I can replicate my idea on Excel with the idea I had in mind:
But I'm not sure how to replicate this on Splunk - any ideas?
You are trying too hard to do all the work yourself.
On the other one, I posted one version of code to calculate the avg of the 99th percentile. Here's a more direct route - use an
eval in the stats to
null out the ones you dont want to aggregate.
your query that gets the data by queryName | fields ResponseTime queryName | eventstats perc99(ResponseTime) as p99Resp by queryName | stats count(eval(if(ResponseTime<-p99Resp,Responsetime,null()))) as P98Count, avg(eval(if(ResponseTime<-p99Resp,Responsetime,null()))) as p98ResponseAvg, stdev(eval(if(ResponseTime<-p99Resp,Responsetime,null()))) as p98ResponseStdev, min(eval(if(ResponseTime<-p99Resp,Responsetime,null()))) as p98ResponseMin, max(eval(if(ResponseTime<-p99Resp,Responsetime,null()))) as p98ResponseMax by queryName
So what does the eval side do, remove any queries that have a response time that exceed the p99 value for the queryName? I think I saw that there was an IF function available, but I didn't know you needed to use '<-' for less than or equal to
I presume this is related to your previous question. 🙂 (Which is not a problem, they do appear somewhat distinct - if the answer to one is the same or similar to the answer to the other we can figure out how to handle that later).

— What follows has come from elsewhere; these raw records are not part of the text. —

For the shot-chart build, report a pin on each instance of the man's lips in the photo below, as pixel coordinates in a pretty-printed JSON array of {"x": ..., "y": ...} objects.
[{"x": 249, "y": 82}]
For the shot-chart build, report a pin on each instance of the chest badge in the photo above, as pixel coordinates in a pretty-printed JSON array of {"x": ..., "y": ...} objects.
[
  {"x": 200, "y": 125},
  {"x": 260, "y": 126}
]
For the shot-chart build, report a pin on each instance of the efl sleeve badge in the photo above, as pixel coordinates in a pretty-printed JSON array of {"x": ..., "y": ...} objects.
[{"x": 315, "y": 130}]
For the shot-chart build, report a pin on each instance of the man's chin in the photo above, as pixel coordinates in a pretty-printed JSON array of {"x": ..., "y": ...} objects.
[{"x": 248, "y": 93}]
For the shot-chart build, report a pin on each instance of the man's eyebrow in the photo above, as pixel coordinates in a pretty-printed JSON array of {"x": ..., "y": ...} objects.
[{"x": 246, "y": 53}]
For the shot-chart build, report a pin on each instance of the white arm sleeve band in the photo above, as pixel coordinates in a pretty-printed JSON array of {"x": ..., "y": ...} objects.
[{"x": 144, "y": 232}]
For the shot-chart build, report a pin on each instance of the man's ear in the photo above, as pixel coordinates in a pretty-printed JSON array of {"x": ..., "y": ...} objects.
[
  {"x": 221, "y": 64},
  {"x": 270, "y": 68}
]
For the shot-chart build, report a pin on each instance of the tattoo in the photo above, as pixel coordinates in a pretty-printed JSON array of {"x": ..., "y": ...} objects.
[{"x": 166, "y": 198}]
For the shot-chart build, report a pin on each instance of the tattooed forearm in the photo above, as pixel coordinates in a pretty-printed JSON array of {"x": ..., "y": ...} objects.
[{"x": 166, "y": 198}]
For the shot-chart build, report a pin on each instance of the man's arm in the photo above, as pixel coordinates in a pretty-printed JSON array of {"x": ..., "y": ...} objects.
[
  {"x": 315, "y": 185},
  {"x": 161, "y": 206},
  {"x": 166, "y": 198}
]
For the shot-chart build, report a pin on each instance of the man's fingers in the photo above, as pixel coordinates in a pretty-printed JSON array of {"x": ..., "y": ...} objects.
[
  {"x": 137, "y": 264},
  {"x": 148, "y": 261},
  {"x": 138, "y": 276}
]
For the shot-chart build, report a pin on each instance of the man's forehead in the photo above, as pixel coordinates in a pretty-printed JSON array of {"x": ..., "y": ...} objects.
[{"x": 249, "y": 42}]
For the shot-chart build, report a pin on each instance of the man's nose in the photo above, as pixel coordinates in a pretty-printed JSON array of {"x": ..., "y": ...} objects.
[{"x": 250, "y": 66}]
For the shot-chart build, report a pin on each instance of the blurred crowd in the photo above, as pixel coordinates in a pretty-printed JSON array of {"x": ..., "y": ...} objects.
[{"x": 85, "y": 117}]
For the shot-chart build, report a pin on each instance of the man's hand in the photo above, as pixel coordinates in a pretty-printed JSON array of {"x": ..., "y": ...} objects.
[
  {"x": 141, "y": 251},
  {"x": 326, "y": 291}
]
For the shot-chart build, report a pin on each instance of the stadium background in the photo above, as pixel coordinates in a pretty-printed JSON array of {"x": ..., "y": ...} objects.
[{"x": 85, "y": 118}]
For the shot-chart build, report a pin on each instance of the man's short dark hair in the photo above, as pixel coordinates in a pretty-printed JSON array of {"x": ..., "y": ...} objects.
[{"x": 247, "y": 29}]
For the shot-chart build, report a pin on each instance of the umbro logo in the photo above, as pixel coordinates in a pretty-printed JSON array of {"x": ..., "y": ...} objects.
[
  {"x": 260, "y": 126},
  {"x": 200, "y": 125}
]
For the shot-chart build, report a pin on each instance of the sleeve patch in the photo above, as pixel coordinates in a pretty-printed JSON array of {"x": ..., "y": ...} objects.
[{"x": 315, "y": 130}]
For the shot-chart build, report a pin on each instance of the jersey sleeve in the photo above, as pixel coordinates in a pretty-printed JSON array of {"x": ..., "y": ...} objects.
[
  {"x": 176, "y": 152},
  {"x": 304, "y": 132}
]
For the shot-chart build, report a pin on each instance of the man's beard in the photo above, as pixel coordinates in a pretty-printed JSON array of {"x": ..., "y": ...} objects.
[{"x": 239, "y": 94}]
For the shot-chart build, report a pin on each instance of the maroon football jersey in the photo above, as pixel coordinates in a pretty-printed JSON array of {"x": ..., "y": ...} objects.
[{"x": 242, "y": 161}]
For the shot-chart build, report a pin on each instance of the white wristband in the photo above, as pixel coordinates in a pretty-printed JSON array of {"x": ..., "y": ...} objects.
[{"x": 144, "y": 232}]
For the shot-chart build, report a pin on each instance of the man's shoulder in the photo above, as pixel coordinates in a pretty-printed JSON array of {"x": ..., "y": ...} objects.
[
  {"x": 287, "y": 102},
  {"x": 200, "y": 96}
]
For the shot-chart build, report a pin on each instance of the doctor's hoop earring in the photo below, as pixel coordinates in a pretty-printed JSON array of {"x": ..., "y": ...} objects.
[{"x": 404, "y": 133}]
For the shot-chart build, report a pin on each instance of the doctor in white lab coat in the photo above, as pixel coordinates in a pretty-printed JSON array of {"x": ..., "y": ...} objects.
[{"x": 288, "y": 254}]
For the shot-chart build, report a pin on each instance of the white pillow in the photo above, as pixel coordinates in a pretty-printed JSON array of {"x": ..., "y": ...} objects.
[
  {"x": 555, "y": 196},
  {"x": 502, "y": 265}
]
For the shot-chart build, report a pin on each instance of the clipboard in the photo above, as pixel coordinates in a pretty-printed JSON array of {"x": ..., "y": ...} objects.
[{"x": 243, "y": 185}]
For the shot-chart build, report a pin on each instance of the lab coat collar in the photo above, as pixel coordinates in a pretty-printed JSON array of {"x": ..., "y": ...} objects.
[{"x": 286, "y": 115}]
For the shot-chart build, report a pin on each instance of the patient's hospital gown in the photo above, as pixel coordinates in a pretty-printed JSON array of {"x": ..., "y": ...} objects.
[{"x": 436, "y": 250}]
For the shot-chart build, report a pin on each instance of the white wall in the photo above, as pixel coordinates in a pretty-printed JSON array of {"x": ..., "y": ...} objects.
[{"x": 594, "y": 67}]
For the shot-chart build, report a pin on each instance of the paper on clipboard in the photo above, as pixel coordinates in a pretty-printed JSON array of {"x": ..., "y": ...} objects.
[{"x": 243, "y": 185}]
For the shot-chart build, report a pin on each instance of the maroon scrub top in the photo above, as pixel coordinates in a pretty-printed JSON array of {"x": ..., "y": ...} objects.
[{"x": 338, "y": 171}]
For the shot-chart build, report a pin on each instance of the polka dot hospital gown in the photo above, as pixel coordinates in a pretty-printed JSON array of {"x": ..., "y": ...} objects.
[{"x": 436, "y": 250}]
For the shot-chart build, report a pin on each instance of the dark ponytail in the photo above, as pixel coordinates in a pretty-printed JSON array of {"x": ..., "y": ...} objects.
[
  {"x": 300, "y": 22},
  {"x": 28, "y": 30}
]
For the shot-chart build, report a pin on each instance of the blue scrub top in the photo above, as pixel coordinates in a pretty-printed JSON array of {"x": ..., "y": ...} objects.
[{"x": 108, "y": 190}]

An example may help - please correct where this is wrong. Example will use 10 values and a 90%, and I'm going to make up most of the math because I'm lazy.
Ten events with some values: 1, 5, 6, 7, 8, 9, 10,11,12,18
Your 90% says that the values 1 and 18 are not inside the 90% <- made up.
What exactly do you want to do with this example, then?
Sum 1+18 = 19,
then take that 19 away from 5+6+7+...+12=68 == 49 ?
OR then take that 19 away from the WHOLE sum of 87-19 = 68 ? <-- this, I think?
Divide that (68) by the total count (10?) == 6.8,
oh no, 68/8 because you are missing two that got removed? == 8.5 <-- this I think?
That's 8.5. Since my data was more or less symmetrical about the average that's not much different from the average of the whole set (8.7) but certainly different data will give different results.
So is that what you are trying to do?
If not, please correct the example to do what you want. I think this will help a LOT of people help you find an answer.
Yes, they're related to each other - I had an idea pop into my head for the first one, but I thought I'd write the question differently.
The example you provided is almost what I'm looking for - I'll explain what I mean:
I'm looking to use all but the last value so, in this case, the 10th value would be removed but the search include the first value as well. My idea is that either, I could get the sum of the counts that are within the 99% range (or here, it would be all the values <= 12) and then dividing by 9 (since 10 - 1 = 9)
The results would be: Sum=69 and new Average=7.7 (rounded to 1 d.p)
Yes, ideally, once I get all these averages, I can do further analysis on the ones that exceed a certain value.